Le Message
6.9
Le Message

Film de Moustapha Akkad (1976)

The Message (Moustapha Akkad, Lybie, 1976, 2h57)

Lorsque Moustapha Akkad se lança dans la production de ‘’Al-Risâlah’’, grande fresque épique sur la naissance de l’Islam, il eut une idée, qui peut sembler bien étrange, et dont un équivalent m’échappe. Pour que le film puisse être diffusé à l’international, il voulut en faire une version en langue anglaise. Or, ne voulant pas que les acteurs de langue arabe soient redoublés, car leur jeu est différent que celui des occidentaux, il prit la décision de tourner une version en arabe et une autre en anglais.

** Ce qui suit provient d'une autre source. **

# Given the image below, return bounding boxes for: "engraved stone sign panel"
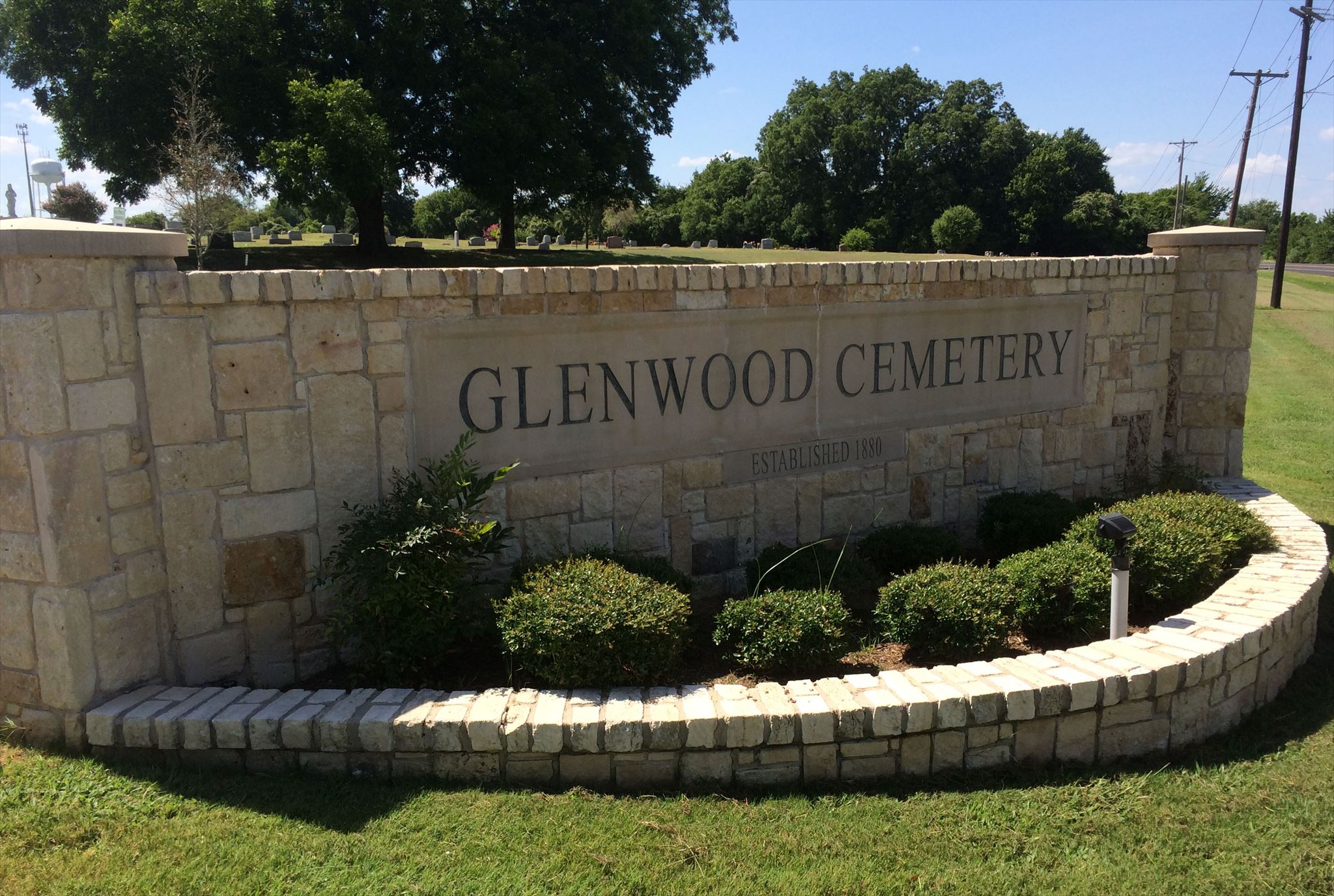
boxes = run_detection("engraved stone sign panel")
[408,296,1085,481]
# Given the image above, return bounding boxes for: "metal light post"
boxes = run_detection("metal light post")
[1098,513,1135,640]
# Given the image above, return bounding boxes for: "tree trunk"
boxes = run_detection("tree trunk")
[496,193,515,252]
[352,192,390,255]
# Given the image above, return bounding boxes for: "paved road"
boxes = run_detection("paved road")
[1259,261,1334,277]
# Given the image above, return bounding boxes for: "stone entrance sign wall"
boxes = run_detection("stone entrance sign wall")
[0,219,1260,744]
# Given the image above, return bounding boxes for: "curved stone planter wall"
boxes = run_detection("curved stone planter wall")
[85,480,1329,791]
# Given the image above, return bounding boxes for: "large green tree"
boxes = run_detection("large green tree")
[444,0,735,249]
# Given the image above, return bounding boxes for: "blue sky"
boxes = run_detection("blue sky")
[0,0,1334,221]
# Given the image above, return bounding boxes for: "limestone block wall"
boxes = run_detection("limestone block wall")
[1148,227,1263,476]
[0,221,1255,741]
[0,221,186,743]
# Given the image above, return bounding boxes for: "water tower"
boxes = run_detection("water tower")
[28,159,65,214]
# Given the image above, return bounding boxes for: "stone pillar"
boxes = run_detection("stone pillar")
[0,217,186,746]
[1148,227,1265,476]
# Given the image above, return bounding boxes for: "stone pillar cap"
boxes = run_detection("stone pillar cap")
[1148,224,1265,249]
[0,217,190,257]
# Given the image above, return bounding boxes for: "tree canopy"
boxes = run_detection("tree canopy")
[0,0,735,248]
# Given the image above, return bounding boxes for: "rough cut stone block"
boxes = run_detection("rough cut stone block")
[223,535,307,607]
[139,317,218,445]
[29,438,111,585]
[32,585,98,710]
[246,408,311,492]
[214,340,292,411]
[159,492,223,637]
[65,379,139,430]
[0,315,65,436]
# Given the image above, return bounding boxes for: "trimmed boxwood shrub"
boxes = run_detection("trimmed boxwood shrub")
[1066,492,1274,608]
[978,492,1079,559]
[995,541,1111,635]
[512,545,695,595]
[875,563,1011,656]
[714,591,849,669]
[857,524,961,580]
[496,557,690,687]
[746,542,885,611]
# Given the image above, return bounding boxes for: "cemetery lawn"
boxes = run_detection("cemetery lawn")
[185,233,976,271]
[0,274,1334,896]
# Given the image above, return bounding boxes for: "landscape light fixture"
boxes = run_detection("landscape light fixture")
[1098,513,1135,640]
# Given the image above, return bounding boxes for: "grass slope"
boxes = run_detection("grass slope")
[0,275,1334,896]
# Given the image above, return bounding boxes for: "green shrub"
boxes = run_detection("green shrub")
[496,557,690,687]
[875,563,1011,657]
[978,492,1079,557]
[746,541,885,611]
[1066,492,1248,609]
[857,524,961,581]
[995,541,1111,636]
[326,433,511,684]
[839,227,873,252]
[714,591,849,669]
[512,545,695,595]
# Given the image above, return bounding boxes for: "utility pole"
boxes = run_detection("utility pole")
[1269,0,1325,308]
[18,122,37,217]
[1167,140,1199,231]
[1227,69,1287,227]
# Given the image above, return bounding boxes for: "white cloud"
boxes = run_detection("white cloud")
[1107,141,1167,168]
[676,149,736,168]
[1218,152,1286,181]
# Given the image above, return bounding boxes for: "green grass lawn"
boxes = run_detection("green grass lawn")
[0,275,1334,896]
[188,233,976,271]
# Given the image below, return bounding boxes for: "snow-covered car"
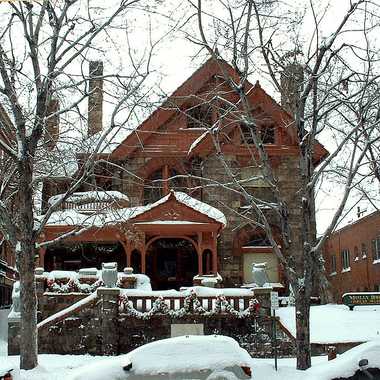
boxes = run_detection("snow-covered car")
[304,339,380,380]
[70,335,252,380]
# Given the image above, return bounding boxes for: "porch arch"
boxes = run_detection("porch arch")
[145,236,201,290]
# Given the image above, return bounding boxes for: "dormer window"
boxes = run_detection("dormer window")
[186,104,212,128]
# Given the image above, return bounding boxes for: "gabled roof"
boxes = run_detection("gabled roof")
[110,58,328,162]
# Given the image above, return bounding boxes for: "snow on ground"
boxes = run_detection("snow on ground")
[276,304,380,344]
[0,309,9,363]
[0,340,380,380]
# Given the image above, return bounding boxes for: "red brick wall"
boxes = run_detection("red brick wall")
[324,212,380,301]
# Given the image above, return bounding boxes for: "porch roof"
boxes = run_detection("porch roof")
[41,191,227,228]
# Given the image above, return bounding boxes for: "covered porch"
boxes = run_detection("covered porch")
[38,191,225,289]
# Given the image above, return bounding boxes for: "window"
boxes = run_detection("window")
[342,249,350,271]
[331,255,336,273]
[260,125,275,144]
[372,235,380,261]
[240,123,275,144]
[186,104,212,128]
[362,243,367,259]
[144,169,164,205]
[143,165,189,205]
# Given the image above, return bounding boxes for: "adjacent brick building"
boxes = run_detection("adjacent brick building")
[324,211,380,301]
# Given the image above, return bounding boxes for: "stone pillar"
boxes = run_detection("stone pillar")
[8,318,21,355]
[141,247,146,274]
[97,288,120,355]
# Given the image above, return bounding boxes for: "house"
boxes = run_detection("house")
[324,211,380,300]
[35,59,327,289]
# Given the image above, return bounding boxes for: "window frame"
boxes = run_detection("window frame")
[341,248,351,271]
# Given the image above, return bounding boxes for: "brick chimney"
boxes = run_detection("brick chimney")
[87,61,103,136]
[44,99,59,150]
[281,63,304,116]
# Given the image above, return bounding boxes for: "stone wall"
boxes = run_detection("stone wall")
[34,288,294,357]
[8,288,294,357]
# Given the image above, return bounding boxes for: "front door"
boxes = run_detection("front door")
[146,238,198,289]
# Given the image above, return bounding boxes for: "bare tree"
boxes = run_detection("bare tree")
[0,0,161,369]
[186,0,379,369]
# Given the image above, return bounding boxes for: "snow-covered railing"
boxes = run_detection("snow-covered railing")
[48,191,129,212]
[119,291,260,319]
[37,292,98,329]
[61,201,114,212]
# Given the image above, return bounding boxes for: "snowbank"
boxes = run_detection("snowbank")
[276,304,380,344]
[70,335,251,380]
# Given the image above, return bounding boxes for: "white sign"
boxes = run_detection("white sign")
[270,292,280,310]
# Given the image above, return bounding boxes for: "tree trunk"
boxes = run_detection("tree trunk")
[16,157,38,369]
[18,241,38,369]
[296,290,311,369]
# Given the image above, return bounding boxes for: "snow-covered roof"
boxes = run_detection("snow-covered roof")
[81,124,138,154]
[48,191,129,205]
[47,191,227,227]
[168,191,227,226]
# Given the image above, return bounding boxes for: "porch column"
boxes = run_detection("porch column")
[197,232,203,275]
[120,241,131,267]
[141,245,146,274]
[162,165,169,195]
[197,249,203,275]
[38,247,46,269]
[212,234,218,274]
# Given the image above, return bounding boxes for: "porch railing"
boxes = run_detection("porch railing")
[61,200,128,213]
[120,296,253,313]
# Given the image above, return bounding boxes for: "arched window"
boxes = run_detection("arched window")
[202,249,212,274]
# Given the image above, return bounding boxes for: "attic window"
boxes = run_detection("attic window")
[260,125,275,144]
[186,104,212,128]
[240,124,275,145]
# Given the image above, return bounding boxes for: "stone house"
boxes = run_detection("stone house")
[35,59,327,289]
[324,211,380,301]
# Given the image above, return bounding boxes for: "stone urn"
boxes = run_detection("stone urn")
[102,263,117,288]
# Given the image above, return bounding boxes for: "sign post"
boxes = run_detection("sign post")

Filmés simultanément, ‘’The Message’’ et ‘’Al-Risâlah’’ sont en réalité un seul et même film. Sur le tournage les comédien.nes anglais passaient après les comédien.nes arabes, et rejouaient à leur tour la scène. Au générique était également présentes deux stars du grand Hollywood, Anthony Quinn et Irene Papas. Une démarche singulière donnant à ‘’The Message’’ une dimension particulière. Il ressemble ainsi plus à une grosse production hollywoodienne, bien qu’il s’agisse pourtant du même film que ‘’Al-Risâlah’’.

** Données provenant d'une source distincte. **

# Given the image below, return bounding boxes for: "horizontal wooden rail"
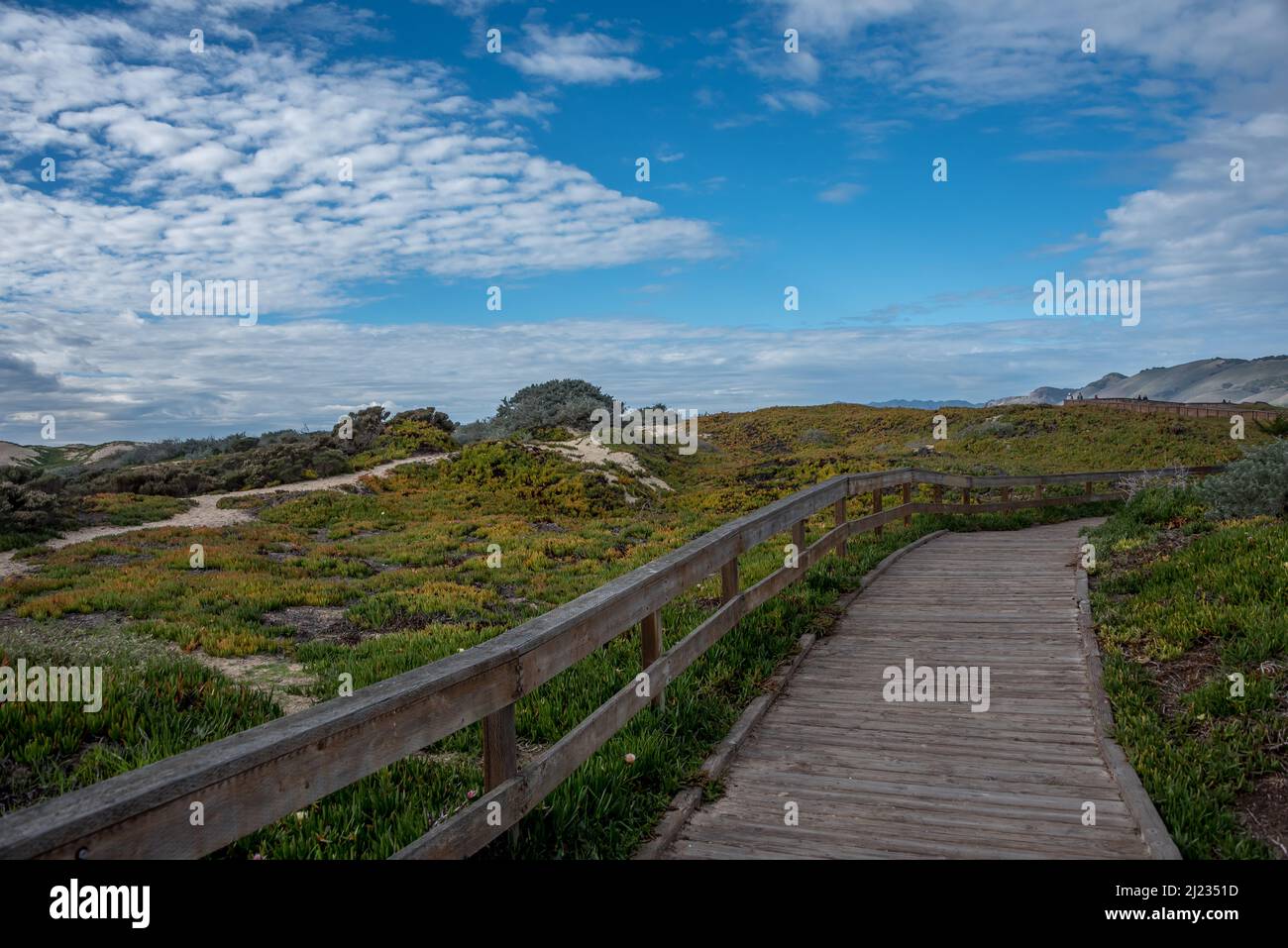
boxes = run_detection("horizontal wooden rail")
[0,468,1220,859]
[1064,398,1288,421]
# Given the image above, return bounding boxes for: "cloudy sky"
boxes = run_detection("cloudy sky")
[0,0,1288,443]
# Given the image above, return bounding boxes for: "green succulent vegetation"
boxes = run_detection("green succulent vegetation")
[0,382,1269,858]
[0,406,456,550]
[1091,442,1288,859]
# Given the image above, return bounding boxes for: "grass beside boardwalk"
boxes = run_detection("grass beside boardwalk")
[0,406,1256,858]
[1091,488,1288,859]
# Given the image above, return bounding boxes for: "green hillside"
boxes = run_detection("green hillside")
[0,404,1267,857]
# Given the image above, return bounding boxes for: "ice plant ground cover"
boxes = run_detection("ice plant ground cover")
[0,404,1269,858]
[1090,464,1288,859]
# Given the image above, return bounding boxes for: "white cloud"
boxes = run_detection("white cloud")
[760,89,827,115]
[502,23,662,85]
[818,181,866,203]
[0,9,718,319]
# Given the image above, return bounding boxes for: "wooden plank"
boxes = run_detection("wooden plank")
[670,517,1169,858]
[720,559,738,603]
[640,612,666,711]
[0,468,1218,858]
[832,497,849,557]
[483,704,519,792]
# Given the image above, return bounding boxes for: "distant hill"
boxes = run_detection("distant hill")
[0,441,136,468]
[984,385,1078,408]
[868,398,984,409]
[988,356,1288,407]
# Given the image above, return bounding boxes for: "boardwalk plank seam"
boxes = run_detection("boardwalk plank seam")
[654,522,1179,859]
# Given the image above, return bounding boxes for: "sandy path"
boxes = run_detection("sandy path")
[0,454,447,579]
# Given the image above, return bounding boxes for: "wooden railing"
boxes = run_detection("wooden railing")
[0,468,1220,859]
[1064,398,1288,421]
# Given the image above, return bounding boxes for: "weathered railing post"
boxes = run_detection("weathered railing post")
[640,610,666,711]
[793,520,805,567]
[720,557,738,605]
[832,497,850,557]
[483,704,519,793]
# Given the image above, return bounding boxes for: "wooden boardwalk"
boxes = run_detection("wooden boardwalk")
[665,520,1175,859]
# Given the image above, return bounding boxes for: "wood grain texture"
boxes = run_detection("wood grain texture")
[0,468,1220,859]
[665,522,1167,859]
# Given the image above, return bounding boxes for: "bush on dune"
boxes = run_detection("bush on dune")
[1201,441,1288,519]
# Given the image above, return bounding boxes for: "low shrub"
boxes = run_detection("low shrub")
[1201,441,1288,519]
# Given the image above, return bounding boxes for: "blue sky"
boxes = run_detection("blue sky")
[0,0,1288,443]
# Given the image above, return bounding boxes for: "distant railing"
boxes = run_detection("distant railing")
[1064,398,1288,421]
[0,468,1220,859]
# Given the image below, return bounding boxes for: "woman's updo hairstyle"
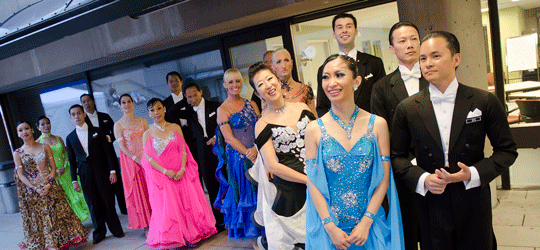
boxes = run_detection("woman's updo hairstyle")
[146,98,165,110]
[321,54,358,78]
[249,62,277,93]
[118,93,133,105]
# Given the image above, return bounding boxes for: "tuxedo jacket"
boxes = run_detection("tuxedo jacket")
[84,111,116,143]
[186,99,221,143]
[317,51,386,117]
[371,68,429,129]
[66,126,116,181]
[391,84,517,250]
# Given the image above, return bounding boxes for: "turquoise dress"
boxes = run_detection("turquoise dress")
[213,100,261,239]
[306,114,404,250]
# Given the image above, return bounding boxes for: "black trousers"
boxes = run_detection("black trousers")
[79,162,123,238]
[195,138,223,225]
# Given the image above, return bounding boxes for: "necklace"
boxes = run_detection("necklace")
[268,103,287,114]
[154,123,167,132]
[330,107,359,140]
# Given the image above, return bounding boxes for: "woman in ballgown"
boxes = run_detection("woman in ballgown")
[249,63,316,250]
[306,55,404,250]
[13,122,89,249]
[272,48,317,116]
[36,116,90,221]
[114,94,151,229]
[141,98,217,249]
[214,69,261,239]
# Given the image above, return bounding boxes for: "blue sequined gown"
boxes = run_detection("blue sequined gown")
[214,100,261,239]
[306,115,403,250]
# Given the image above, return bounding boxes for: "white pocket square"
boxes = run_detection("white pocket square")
[467,109,482,118]
[465,109,482,124]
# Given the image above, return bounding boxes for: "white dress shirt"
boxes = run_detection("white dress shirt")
[75,122,116,174]
[416,78,481,196]
[86,110,99,128]
[398,62,422,96]
[75,122,88,157]
[338,47,358,61]
[193,98,208,138]
[171,92,184,104]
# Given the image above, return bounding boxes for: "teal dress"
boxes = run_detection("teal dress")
[306,114,404,250]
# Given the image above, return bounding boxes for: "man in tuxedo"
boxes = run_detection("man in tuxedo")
[163,71,192,142]
[66,104,124,244]
[391,31,517,250]
[183,80,225,231]
[371,22,429,250]
[317,13,386,117]
[80,94,127,214]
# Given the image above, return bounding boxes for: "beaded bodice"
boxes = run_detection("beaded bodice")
[229,99,257,148]
[317,115,376,228]
[17,148,51,185]
[152,133,176,155]
[122,127,144,155]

Ce qu’il perd au passage est en fait l’authenticité de la version arabe. Il dure également une demi-heure de moins, et quelques séquences sont moins abouties. Notamment celles qui s’adressent majoritairement à un public musulman. Puisque cette version a été faite pour un public occidental majoritairement chrétien. Se dégage de l’ensemble un aspect ‘’faux’’, comme une sorte de contrefaçon.


Pour ce qui est du contenu c’est relativement inchangé, puisque le scénario est le même. Sauf qu’au lieu de crier ‘’Allah Ouakbar’’ ils crient ‘’Allah is Great’’. Forcément c’est tout un pan du réalisme de la version arabe qui s’évanouit. La démarche est pourtant identique, quasiment au plan prêt, puisque c’est absolument la même production. Avec un casting différent, et c’est tout.

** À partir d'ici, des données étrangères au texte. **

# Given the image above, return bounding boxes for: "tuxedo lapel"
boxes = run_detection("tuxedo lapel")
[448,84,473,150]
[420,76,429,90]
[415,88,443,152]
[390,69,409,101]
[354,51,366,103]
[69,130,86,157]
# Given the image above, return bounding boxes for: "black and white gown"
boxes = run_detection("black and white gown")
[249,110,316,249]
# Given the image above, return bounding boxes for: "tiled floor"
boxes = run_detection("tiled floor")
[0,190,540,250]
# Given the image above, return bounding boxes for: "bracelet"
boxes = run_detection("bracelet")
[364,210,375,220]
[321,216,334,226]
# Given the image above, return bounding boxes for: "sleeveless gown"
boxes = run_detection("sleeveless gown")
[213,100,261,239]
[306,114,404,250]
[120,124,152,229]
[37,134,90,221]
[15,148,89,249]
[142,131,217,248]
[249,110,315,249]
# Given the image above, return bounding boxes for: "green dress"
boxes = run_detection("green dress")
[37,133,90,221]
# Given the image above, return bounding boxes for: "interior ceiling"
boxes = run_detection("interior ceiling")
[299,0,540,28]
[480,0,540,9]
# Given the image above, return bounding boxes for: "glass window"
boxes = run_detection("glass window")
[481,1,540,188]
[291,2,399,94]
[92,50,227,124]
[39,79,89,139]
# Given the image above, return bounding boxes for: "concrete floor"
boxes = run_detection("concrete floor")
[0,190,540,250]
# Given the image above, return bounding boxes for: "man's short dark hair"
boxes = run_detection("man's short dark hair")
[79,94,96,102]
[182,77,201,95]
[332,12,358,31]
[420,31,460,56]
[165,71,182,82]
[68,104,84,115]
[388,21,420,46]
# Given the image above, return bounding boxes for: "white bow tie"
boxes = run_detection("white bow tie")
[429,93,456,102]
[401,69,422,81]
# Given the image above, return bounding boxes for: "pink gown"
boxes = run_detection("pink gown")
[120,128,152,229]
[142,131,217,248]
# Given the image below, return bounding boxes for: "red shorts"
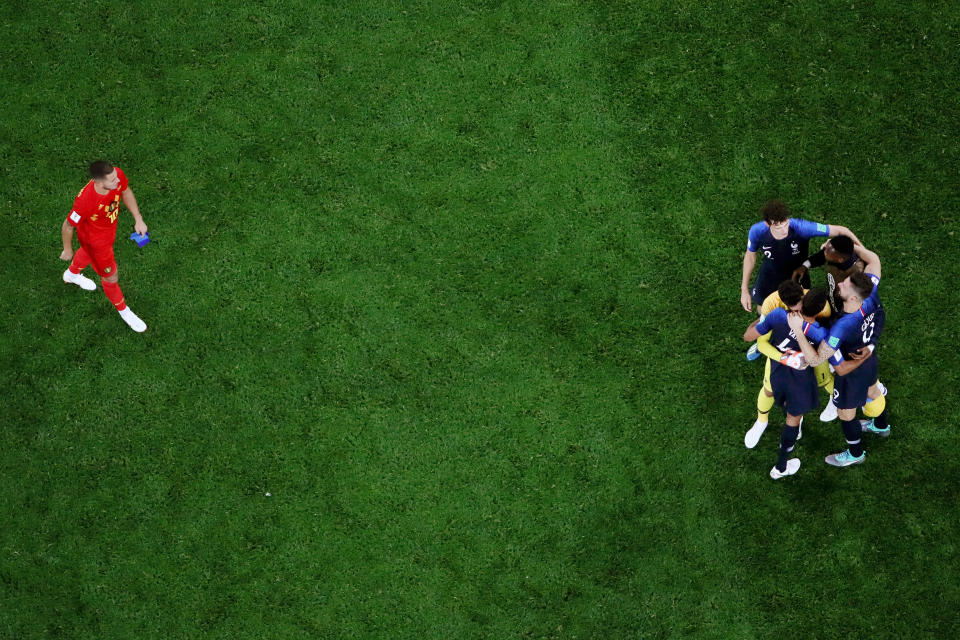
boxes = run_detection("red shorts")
[80,238,117,278]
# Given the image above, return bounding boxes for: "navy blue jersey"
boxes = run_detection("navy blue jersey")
[757,308,827,353]
[757,308,827,416]
[747,218,830,284]
[827,273,886,366]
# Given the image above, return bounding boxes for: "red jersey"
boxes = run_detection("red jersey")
[67,167,128,245]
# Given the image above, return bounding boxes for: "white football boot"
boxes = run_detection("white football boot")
[743,420,770,449]
[120,307,147,333]
[63,269,97,291]
[820,398,837,422]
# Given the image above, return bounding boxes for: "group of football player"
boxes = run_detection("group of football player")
[740,200,890,480]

Il ne serait ni intéressant, ni productif de faire une chronique comparative entre les deux versions, puisqu’elles racontent strictement la même histoire. De la même manière, dans les mêmes décors, par le même réalisateur, qui pour l’occasion à juste fait appel à un scénariste irlandais H.A.L. Craig. Connu pour le ‘’Waterloo’’ de Sergey Bondarchuk en 1970. Il fût chargé de faire la transposition du script arabe vers le script anglais.


‘’Al-Risâlah’’ s’avère ainsi bien supérieur sur de nombreux points. Les comédien.nes étant pour la majorité d’obédience musulmane, leur jeu est forcément plus intérieur et passionné. Ils apparaissent plus impliqués dans leurs rôles, puisqu’ils ne font pas qu’incarner des personnages du Coran, ils sont là pour en transmettre le message, dans la continuité de la démarche du génial metteur en scène. Quand leurs homologues occidentaux tombent un peu, par moment, dans la caricature.


La différence est assez flagrante à plus d’un égard. Il est donc plutôt judicieux de voir la version arabe, que cette version anglaise. Bien qu’elle soit plus facile d’accès dans nos régions, puisque c’est celle qui fût diffusée dans nos cinémas, et sur le marché vidéo. D’ailleurs l’exploitation du film ne fût pas une mince affaire. Moustaphas Akkad ayant subi des pressions. En effet, le métrage devait au départ se nommer ‘’Mohammad – Messager of God’’, mais fût retitré au dernier moment, suite à des menaces.


Sa réputation devint également impopulaire suite au ‘’Hanafi Siege’’, une prise d’otage à Washington qui eut lieu en juillet 1977. 149 personnes y furent retenues par 13 terroristes se revendiquant d’un Islam radical. Il y eu deux morts parmi les prisonniers. L’une des revendications du groupe terroriste, parmi d’autres, était que soit détruites toutes les copies de ‘’The Message’’, considéré comme un ‘’sacrilège’’.


Ces événements démontrent que même malgré les intentions louables de Moustapha Akkad, et toutes les mesures prises pour faire valider son film par les hautes autorités du monde musulman, il fût quand même victime de l’obscurantisme et de l’aveuglement de quelques groupes radicaux. Dont les actions sont paradoxalement en opposition totale au message diffusé par le Prophète dans le film, et au-delà, en opposition avec le Coran même.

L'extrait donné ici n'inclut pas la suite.